Soon afterwards there was talk of another approach for Balfour to stand at the next election, but William, relaying this news, commented that it could be ‘of no further importance than as the spontaneous offering of respect and good will from the worthiest among your countrymen’.
decidedly of opinion that the interest of Orkney, in competition with that of Caithness [where Traill lived] and Shetland, has been lost sight of. Had an Orkney man without bias been its representative (and if a reformer, so much more likely to succeed with a reforming administration) he would have insisted that Shetland (if it could not have a separate representation) instead of its being saddled on Orkney to the injury of this county, should be joined to Caithness, which even thus would still be favourably treated, perhaps beyond its just claims, by having an entire representation instead of an alternate one. This was neglected, and the inference is plain.

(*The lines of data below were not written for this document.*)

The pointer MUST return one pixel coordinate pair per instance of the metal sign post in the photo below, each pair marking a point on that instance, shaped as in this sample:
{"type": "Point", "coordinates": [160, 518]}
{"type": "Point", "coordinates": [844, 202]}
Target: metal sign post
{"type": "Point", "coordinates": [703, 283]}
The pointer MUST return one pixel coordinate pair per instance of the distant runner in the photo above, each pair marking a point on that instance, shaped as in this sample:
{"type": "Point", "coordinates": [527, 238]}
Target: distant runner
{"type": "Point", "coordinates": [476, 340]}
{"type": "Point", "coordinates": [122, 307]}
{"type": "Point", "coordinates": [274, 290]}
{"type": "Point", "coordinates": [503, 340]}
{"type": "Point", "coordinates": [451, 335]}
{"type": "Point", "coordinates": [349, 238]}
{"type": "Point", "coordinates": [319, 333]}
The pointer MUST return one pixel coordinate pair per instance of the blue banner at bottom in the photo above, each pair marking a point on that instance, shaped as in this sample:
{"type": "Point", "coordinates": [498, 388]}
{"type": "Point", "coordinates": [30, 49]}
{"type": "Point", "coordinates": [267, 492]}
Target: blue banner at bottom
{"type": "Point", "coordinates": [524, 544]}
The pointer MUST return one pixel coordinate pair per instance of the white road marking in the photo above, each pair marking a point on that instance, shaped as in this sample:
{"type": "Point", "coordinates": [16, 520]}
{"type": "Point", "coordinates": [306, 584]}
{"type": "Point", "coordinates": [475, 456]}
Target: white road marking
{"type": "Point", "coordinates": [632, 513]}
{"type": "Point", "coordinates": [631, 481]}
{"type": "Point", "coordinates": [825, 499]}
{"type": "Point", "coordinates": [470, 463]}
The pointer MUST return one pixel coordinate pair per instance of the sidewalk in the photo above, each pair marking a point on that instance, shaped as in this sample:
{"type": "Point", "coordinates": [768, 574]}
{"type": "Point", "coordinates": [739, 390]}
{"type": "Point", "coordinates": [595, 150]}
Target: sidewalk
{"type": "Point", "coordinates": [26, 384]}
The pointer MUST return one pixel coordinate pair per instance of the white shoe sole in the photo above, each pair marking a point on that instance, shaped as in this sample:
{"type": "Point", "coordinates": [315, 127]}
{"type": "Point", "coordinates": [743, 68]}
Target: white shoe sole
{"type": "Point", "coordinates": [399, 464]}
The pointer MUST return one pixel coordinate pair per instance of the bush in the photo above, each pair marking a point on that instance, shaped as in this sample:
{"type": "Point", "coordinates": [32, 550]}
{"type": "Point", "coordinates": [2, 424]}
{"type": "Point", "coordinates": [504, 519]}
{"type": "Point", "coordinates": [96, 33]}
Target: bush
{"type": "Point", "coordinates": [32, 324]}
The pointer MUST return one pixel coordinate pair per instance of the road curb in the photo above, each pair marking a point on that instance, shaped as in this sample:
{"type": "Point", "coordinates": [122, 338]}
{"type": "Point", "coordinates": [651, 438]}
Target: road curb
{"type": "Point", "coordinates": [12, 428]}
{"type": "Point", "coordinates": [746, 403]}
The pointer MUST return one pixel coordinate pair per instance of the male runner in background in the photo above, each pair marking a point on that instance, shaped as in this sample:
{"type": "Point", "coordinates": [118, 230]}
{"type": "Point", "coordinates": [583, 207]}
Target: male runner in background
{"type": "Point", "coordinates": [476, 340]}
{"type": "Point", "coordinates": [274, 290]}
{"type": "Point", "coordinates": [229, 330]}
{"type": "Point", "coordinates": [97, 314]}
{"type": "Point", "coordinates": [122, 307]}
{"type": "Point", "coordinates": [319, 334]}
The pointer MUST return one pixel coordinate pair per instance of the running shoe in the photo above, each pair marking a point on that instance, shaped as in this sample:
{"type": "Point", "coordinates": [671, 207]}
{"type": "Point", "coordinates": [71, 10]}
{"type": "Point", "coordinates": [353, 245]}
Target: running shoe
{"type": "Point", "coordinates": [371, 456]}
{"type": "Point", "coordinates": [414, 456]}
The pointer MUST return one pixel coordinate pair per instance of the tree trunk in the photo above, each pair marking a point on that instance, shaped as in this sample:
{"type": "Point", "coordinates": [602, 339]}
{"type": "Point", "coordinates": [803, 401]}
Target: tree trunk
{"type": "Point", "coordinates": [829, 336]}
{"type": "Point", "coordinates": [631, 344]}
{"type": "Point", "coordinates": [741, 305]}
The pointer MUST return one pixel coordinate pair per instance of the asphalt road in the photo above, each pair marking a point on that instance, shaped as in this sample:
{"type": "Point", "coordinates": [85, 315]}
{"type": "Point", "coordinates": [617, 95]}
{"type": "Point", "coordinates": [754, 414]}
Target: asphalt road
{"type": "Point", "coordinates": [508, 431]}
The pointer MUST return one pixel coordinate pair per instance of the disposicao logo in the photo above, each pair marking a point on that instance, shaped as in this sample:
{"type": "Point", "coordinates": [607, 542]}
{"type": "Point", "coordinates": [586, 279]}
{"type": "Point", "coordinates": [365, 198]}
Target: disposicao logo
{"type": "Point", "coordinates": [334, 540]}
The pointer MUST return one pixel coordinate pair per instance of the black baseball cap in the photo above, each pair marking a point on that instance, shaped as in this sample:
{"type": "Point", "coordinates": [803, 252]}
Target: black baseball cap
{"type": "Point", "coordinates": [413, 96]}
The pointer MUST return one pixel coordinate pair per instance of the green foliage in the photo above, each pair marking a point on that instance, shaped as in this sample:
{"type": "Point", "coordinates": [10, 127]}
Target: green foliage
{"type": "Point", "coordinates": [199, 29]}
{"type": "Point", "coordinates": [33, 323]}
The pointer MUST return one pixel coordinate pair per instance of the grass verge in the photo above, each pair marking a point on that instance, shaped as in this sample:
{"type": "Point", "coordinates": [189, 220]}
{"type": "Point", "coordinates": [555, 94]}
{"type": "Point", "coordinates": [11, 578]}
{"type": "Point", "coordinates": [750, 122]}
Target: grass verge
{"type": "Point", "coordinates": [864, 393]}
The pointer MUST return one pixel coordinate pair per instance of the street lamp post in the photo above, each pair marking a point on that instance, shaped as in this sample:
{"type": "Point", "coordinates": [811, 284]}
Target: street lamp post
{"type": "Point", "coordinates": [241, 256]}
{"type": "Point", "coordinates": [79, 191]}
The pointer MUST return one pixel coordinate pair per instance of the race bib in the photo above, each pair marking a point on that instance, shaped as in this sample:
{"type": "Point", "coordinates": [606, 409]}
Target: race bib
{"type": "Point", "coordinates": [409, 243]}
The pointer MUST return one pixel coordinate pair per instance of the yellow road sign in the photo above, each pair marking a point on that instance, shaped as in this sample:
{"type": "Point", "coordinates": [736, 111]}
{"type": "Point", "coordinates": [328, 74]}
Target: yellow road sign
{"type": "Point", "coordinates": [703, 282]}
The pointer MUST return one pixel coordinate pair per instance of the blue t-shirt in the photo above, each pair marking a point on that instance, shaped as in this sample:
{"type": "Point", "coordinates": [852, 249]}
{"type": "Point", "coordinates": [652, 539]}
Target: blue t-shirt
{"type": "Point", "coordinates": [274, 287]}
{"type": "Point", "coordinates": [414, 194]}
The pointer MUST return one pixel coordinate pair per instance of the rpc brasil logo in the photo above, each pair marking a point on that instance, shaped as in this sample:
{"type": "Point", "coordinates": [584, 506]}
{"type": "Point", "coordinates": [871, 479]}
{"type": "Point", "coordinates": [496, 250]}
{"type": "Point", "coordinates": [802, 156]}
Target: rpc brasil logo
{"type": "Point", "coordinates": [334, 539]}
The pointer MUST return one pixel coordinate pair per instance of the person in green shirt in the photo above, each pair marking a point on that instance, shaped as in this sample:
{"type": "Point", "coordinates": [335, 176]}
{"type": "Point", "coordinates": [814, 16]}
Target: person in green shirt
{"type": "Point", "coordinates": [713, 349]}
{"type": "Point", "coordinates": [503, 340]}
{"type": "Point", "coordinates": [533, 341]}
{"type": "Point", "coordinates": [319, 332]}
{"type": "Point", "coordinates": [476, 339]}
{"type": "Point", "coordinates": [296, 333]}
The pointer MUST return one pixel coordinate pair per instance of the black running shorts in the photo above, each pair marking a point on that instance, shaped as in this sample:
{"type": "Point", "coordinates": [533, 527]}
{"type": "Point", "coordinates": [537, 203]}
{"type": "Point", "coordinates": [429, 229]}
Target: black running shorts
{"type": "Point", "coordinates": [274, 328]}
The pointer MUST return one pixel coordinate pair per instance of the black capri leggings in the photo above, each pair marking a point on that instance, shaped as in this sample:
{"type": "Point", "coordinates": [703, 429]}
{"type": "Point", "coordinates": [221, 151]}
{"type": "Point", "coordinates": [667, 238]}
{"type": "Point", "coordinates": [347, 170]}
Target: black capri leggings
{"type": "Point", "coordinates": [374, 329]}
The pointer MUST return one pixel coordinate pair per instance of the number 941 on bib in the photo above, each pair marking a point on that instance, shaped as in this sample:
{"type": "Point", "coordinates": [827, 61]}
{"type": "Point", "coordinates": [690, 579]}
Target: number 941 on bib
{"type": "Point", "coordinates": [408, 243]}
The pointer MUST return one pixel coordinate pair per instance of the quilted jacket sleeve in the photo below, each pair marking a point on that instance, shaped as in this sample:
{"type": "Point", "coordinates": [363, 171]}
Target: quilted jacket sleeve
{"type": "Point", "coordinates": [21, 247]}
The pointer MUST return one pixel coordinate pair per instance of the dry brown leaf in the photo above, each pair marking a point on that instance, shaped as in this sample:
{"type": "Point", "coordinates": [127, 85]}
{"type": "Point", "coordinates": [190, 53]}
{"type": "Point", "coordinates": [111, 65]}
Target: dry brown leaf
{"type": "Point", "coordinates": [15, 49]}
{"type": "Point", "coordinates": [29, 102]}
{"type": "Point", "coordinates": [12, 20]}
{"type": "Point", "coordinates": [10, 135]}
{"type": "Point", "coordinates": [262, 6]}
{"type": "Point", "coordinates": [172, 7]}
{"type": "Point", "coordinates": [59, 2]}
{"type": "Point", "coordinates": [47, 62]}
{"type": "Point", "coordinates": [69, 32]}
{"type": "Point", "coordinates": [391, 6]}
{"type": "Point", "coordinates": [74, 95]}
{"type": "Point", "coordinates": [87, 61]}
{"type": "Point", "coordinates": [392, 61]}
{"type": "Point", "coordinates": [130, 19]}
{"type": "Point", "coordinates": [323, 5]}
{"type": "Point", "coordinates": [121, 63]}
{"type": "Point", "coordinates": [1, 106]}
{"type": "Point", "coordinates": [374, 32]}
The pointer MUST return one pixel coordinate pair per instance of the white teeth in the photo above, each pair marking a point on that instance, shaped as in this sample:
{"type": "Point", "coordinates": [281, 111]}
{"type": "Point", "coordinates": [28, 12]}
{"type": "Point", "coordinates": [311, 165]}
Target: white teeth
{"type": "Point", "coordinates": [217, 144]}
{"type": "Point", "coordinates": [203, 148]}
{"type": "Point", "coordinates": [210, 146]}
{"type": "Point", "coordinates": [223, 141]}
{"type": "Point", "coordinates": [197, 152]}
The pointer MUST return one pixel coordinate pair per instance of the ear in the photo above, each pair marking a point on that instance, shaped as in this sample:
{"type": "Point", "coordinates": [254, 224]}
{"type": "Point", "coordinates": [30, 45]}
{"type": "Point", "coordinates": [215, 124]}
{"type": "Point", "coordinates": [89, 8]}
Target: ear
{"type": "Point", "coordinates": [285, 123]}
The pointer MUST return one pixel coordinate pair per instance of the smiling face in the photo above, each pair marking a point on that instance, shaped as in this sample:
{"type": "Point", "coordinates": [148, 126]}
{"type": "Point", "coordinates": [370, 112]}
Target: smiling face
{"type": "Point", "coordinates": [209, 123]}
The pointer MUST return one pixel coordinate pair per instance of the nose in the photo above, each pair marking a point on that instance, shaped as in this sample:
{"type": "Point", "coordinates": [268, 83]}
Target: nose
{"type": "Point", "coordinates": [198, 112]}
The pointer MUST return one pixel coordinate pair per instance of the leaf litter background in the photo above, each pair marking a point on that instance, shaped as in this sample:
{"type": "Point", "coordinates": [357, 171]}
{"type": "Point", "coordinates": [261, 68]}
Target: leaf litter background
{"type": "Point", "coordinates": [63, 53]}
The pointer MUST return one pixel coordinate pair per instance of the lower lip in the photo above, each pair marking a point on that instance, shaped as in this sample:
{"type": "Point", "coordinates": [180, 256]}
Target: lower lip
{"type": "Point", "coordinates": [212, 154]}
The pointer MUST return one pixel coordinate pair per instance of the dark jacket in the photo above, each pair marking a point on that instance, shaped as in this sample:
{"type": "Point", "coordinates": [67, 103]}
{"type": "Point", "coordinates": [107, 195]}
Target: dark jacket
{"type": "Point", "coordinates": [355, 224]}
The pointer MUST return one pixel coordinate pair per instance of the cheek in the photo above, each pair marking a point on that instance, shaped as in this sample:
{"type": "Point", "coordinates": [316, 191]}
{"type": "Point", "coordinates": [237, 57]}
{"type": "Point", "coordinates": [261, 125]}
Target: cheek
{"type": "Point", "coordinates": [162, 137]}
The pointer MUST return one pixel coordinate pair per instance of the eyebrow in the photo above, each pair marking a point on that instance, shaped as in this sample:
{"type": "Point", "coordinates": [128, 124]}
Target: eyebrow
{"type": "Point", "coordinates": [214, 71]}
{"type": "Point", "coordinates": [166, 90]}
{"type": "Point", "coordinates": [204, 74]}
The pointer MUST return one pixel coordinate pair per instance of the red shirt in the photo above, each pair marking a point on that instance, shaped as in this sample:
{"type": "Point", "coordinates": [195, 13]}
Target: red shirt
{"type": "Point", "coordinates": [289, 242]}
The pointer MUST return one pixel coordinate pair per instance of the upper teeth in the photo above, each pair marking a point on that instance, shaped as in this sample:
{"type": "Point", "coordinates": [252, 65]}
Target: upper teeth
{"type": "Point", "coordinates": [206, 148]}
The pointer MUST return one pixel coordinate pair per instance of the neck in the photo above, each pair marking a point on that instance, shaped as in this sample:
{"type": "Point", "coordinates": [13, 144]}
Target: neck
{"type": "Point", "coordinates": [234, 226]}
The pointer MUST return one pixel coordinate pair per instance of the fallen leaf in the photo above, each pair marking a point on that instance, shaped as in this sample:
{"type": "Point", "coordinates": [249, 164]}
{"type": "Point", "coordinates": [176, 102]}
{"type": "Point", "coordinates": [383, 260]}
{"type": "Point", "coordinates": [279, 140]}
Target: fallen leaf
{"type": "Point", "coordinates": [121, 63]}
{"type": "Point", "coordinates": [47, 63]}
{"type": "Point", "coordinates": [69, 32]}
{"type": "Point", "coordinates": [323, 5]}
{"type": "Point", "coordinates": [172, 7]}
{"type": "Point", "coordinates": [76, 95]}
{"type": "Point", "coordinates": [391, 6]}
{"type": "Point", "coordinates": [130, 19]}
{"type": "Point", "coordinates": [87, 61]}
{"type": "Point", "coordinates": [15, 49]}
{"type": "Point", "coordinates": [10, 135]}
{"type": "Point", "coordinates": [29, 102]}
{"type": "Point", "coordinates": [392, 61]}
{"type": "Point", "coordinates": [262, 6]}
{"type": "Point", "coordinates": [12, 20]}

Ibid. D2/20/11, J. to W. Balfour, 21 Feb., 20 July 1832.
On 1 Oct. 1832 he wrote to William:
I feel myself getting very old, though not knowing my age or birthday. Such memorable events cannot, I presume, have passed unchronicled. If there be in existence a register of them, such as an old family bible, I shall be obliged by your giving me an extract.
Ibid.
He survived for another ten years, dying in October 1842, three weeks short of his 92nd birthday. By his will, dated 1 June 1838, he gave his wife an annuity of £3,000, in addition to the proceeds of their £28,200 marriage settlement, and his homes in Kent and Mayfair. He left the residue of his personal estate to his nephew, who succeeded him in the entailed Orkney estates.